Losing Balance and Gaining Grace

Hey friend,

Surprise! You’re pregnant again!

I wish I could whisper the secret code from us mamas of three in your ear to make it easier for you. But there is no secret.

The truest truth I know is this: There is no balance. Don’t let the books or mommy groups tell you otherwise. The strive for balance is a cultural catch-phrase winding families into a panicked frenzy. Don’t believe it. Chasing balance only offers you a chalice of shame.

I know it feels beyond your human capacity right now to have another baby. Caring for another soul.

Especially while your oldest is still a pint-sized person with a full grown bucket of personality and emotions.

Especially while your toddler demands being held – always – in arms and eye contact. Dimpled baby fists occasionally thumping your chest for the breastmilk run dry.

Especially while you pursue a career that whispers yes into your bones.

Especially while you’re still fighting for space to eat, rest, solo potty, simply remember who you are and how you like your eggs. Not to mention that little thing called marriage.

I know you know it’s going to be okay. But I want to repeat. I have faith in you. You can do this.

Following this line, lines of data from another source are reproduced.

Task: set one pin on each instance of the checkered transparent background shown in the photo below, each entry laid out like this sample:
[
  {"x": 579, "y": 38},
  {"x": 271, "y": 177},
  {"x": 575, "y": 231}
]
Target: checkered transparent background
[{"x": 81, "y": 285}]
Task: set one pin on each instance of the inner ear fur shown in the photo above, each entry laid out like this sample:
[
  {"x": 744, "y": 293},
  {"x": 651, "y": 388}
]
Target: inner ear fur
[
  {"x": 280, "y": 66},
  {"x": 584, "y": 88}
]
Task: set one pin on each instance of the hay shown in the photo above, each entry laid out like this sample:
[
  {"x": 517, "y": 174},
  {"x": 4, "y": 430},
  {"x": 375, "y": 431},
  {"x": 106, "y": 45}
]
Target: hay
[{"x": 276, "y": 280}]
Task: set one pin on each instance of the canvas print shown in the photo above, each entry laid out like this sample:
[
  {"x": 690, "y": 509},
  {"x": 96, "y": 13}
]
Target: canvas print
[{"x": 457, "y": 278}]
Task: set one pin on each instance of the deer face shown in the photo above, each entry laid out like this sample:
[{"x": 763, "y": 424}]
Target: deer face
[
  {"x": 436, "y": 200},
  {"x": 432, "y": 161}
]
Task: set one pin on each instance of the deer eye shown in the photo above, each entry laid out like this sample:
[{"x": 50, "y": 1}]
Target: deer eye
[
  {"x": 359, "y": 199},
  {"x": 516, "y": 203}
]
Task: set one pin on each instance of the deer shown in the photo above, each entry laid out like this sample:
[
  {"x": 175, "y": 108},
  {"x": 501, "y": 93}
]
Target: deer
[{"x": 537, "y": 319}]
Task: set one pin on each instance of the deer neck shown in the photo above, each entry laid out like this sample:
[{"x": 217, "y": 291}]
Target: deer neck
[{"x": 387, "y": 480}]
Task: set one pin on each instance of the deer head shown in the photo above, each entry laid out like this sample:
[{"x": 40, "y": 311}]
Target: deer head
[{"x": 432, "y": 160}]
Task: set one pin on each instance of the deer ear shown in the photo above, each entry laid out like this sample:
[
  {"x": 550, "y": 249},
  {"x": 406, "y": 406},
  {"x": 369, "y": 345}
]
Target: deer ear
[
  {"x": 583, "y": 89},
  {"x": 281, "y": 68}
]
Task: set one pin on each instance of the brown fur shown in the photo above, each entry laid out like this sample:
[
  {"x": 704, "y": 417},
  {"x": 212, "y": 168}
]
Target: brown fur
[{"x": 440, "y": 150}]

I would tell you if I can do it, anyone can. But you were there. You saw the hard and maybe that’s what’s so scary about this after all.

You knew a few months into parenting my first I went to bed crying. Nightly.  Knowing I was outside of my mind tired but the hard part was just beginning as babes and I would be awake together up to ten more times before dawn.

When our second was several months old I picked up mono with a bonus coupling of hepatitis that wiped me out physically and emotionally. One illness stole the independence and non-neediness I had so adamantly co-joined to my adulthood. You sat next to me while I was a shell of tired, blank of personality and guessed at ways you could help because I was too deep in the sick and the sad to assess the need.

Then our third came and there was no time to cave up. No hibernation period. It was sprinting with vaginal stitches. You witnessed it all.

There is no secret. Life balance a farce we’ve spun too much energy into already. Alternatively, there is trusting the goodness of the Creator who has already given you an intuitive understanding of the rhythms of life.

Instead, there is embracing seasons.

Instead, there is determining what is important and hacking the rest with comically oversized scissors.

Instead, there is focusing on a goal with full-throttle, head down, shoulder thrust into the now. Breathing. Turning. Locking eyes on the next up and going again.

Instead, (and this may be the most important one) there is lowering self-expectation and raising chaos tolerance.

It is not easy but it is good. I can’t wait to watch you experience that self-offering of grace even as your third curls close, heartbeat to heartbeat, the main things become the main things, and everything else shakes away.

It will be an undoing of sorts, but it is not to be feared.

You’re going to be amazing!

XOXOXOXOX,

From this mama of three to you, new mama, of three!